自分の腰程までの背丈がある白い花の中を歩いていた。空は晴れ渡り、風もないのに雲が少ない。青と白が織り成すその景色は、遠く向こうに視線をやっても果てが見えないし、誰の姿も見えない。皆遠くに散らばりすぎだ、はしゃぎやがって。もうすでに十分歩いたので足は疲れているが、一人でここに立ち尽くしていても時間の無駄だと諦めて、瑞々しいにおいごと花びらを掻き分けさらにざかざかと進んでいく。土の匂いがした。

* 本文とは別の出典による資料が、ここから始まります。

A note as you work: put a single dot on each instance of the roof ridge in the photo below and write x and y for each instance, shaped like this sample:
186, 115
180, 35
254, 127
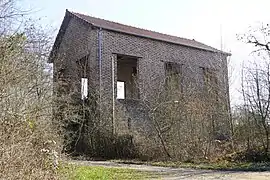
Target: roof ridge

どれだけ歩いても景色は変わらず、ただただ青と白が広がっている。そろそろ能力を使って上空から素早く見付けてしまおうか。そう考え、目を伏せてため息をついた所で耳に馴染んだ声がした。

「よ、マルコ」

目を向けると、リーゼントヘアに、髭をたくわえた男――サッチが居た。

「お前、こんなとこに居たのかよい」
「ああ、ずっと居たぜ」
「皆もお前も、どこにも居ないから探したよい。おかげで疲れた」

そう言うと、サッチは軽快に笑って、疲れるにはまだ早いぜ、と言う。どういう事だ、と返せば、どうせまだ俺しか見付けてないんだろ? と片方の眉を器用に上げてみせた。その通りだったので、うるせえ、と吐き捨てれば、またもサッチは笑う。その髭を毟ってやりたい。

「お前も手伝えよい」
「手伝ってやりたいけど俺はもうしばらくここに居てえんだ。それにさっき会ったばっかだしな」
「会った? 誰とだよい」
「ここをまっすぐ行けばすぐにわかるさ」

優しい口調とは裏腹に、おどけて両の手を広げて見せるから、思わず少し笑ってしまった。

「ありがとよい」
「おうよ」

向かいに立つサッチの、白い服を纏う右肩に、右の拳をこつりと触れさせ、また花の群れを掻き分け歩き出す。いい加減船に戻れと、皆に言わなくてはならないのだ。まったく世話が焼けるやつらだ。後ろでサッチが何かを叫んだ。